Dan Collins is Founder of Tyrell Chemical. He studied at Tsinghua University and spent 20 years working for companies like General Motors in China, helping to localize automotive manufacturing. Dan and Steve discuss tariffs, deindustrialization in America, the Go-Go days of rapid economic growth in PRC, and the future of the US-China relationship.
Follow Dan on X: https://x.com/DanCollins2011
(00:00) - Introduction
(01:25) - Dan's Early Life and Education in Michigan
(02:30) - Experiences in China, Tsinghua University
(05:42) - China's Educational and Economic Transformation
(14:39) - US-China Trade Relations and Joint Ventures
(41:48) - China's Auto Market
(42:38) - Weaponization of Customs and Nationalism
(43:20) - Impact of Tariffs on US Manufacturing
(44:28) - Chaos in Global Trade and Supply Chains
(49:34) - The Golden Screw Theory and Manufacturing Dependence
(51:50) - Strategies for Reindustrializing the US
Audio-only version and transcript:
https://www.manifold1.com/episodes/dan-collins-tariffs-and-the-future-of-us-manufacturing-85
Good interview. Talks about many subjects that the US audience would do well to hear, pundits and pols especially.
Can't emphasize enough the downstream impact of manufacturing inputs and spare parts. US manufacturing very often has a "layercake" structure with independent specialty businesses stacked up. Pricing locked by multi year contracts, and exposure to key components becomes concentrated for individual suppliers at component or subassembly level. So scenario where there's a "golden screw" type of input, the end manufacturer might happily pay 10x for something that's 0.05% of *their* BOM cost, but they're not the ones buying it. And the situation is different for the tier 4 supplier who imports the unique item, and the tier 3 supplier who purchases it for a subassembly (or a manufacturing tool needed to commision new production lines!). Esp in cases where the unique item is 20%+ cost in the tier 3's BOM, ie enough to put the tier 3's business case in question too. So they can have a complex negotiation involving both upstream and downstream biz partners. Re-opening the price question during what's widely expected to be an inflationary period! Or they can declare an informal force majeure, pause shipments, and wait for the whole crisis to get called off by the White House via skillful diplomacy - or alternatively wait for third-country tariff evasion trade to get set up. Net result: delays, extended lead times, and at the end a price shock.

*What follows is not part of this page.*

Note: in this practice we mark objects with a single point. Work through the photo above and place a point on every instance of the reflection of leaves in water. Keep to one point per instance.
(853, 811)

So all this takes time to manifest, and that goes to the question of China's willingness to compromise in the short term (months) timeframe. Beijing I think should logically expect their negotiating position to improve in a quarter or two, when the effects on the US side manifest themselves in full. IMHO a fast deal requires a near total walk-back by the Trump team, which might be more than their conception of the US position can bear. IOW we're likely going for the ride.
The intense competition and profit margins being driven to zero rings true. I’ve heard stories of small firms taking deals they know will lose them money so that they can get a foot in the door and hopefully make money on future business. The first deal is like an audition.